Les premiers, les derniers : Road-movie dans le plat pays…

Les premiers, les derniers : Road-movie dans le plat pays…

les-premiers-les-derniersIl est de plus en plus rare de voir sur un écran des films où tout paraitrait gris mais qui, en fait, recèle une infinie douceur. Douceur de l’être pour lui-même ; pour l’autre.  Car sans elle la réalité n’en serait que plus insupportable.

Il y a chez Bouli Lanners du Capra, mais sans son optimisme légendaire. Du Ferreri ou du Scola pour ses portraits assez corrosifs de ses compatriotes et surtout, et là réside peut-être sa principale qualité, un peu de la vision des frères Dardenne sur l’être humain.

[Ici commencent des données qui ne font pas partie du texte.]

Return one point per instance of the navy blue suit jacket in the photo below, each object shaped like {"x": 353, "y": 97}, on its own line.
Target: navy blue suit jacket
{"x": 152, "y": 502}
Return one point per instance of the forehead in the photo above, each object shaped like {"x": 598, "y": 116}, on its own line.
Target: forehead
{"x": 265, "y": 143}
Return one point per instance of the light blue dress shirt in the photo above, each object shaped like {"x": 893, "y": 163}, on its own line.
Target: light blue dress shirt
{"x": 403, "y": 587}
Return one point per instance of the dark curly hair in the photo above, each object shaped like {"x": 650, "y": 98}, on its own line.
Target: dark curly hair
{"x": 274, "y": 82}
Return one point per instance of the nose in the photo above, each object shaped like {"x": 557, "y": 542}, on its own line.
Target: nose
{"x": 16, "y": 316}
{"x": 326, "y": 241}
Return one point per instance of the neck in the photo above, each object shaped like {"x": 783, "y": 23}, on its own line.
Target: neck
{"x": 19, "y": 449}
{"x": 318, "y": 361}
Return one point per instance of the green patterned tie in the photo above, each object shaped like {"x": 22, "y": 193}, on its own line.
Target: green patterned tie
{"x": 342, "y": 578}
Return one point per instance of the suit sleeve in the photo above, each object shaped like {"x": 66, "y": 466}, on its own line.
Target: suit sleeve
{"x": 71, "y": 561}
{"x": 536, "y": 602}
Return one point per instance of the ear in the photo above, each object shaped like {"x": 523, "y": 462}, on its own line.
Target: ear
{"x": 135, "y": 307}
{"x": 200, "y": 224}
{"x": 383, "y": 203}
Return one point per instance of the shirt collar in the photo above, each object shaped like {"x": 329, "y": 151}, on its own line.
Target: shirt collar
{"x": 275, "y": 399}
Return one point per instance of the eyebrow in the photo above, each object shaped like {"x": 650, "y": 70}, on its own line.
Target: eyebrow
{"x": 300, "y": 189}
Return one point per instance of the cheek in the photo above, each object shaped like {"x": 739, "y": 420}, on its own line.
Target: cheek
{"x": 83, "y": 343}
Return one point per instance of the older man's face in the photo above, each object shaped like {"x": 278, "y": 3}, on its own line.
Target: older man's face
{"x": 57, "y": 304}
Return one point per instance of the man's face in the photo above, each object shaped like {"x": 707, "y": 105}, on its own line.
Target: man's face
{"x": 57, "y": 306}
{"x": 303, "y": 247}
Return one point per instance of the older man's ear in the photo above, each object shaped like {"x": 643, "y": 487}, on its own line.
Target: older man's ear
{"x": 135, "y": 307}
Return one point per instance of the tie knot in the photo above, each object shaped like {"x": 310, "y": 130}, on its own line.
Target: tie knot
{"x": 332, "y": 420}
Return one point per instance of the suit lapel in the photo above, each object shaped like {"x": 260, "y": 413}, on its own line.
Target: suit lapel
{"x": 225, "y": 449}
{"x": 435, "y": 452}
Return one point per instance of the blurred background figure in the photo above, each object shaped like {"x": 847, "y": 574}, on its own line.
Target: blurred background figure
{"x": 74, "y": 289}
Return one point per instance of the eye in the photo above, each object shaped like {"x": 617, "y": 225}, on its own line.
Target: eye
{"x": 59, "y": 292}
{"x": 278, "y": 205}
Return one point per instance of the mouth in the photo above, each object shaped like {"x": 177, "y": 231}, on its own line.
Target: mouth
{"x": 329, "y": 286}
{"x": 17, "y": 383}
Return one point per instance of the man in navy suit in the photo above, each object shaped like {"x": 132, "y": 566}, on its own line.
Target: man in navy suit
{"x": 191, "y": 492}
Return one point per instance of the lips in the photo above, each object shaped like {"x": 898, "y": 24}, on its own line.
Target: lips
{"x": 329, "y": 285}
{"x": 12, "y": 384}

Sans tendre au réalisme des multi-primés frères belges, Bouli Lanners s’évertue à construire ses histoires en croquant ici ou là des tranches de vie mettant en avant les difficultés des marginaux ou des laissés pour compte à se faire entendre. Que ce soit le toxicomane repentant dans Eldorado, les deux enfants abandonnés dans Les Géants, ou bien encore cette femme « légèrement handicapée » souhaitant revoir sa fille, la fibre sociale est esquissée subtilement, comme peinte par un metteur en scène soucieux d’une nature humaine fragile, délicate. À l’image de ses deux personnages principaux, incarnés par Dupontel et Lanners himself.

Les premiers, les derniers ressemble à  s’y méprendre à un road-movie un peu policier, sorte de western grisâtre avec un petit quelque chose de lunaire et d’absurde. Puis tout semble se défiler et se construire dans des espaces a priori vides. Et les liens se tissent, les caractères se définissent et s’enrichissent de manière insoupçonnée. À ce titre le personnage de Lanners est bouleversant tout comme la séquence avec ses deux papis qui mérite à elle seule la vision du film.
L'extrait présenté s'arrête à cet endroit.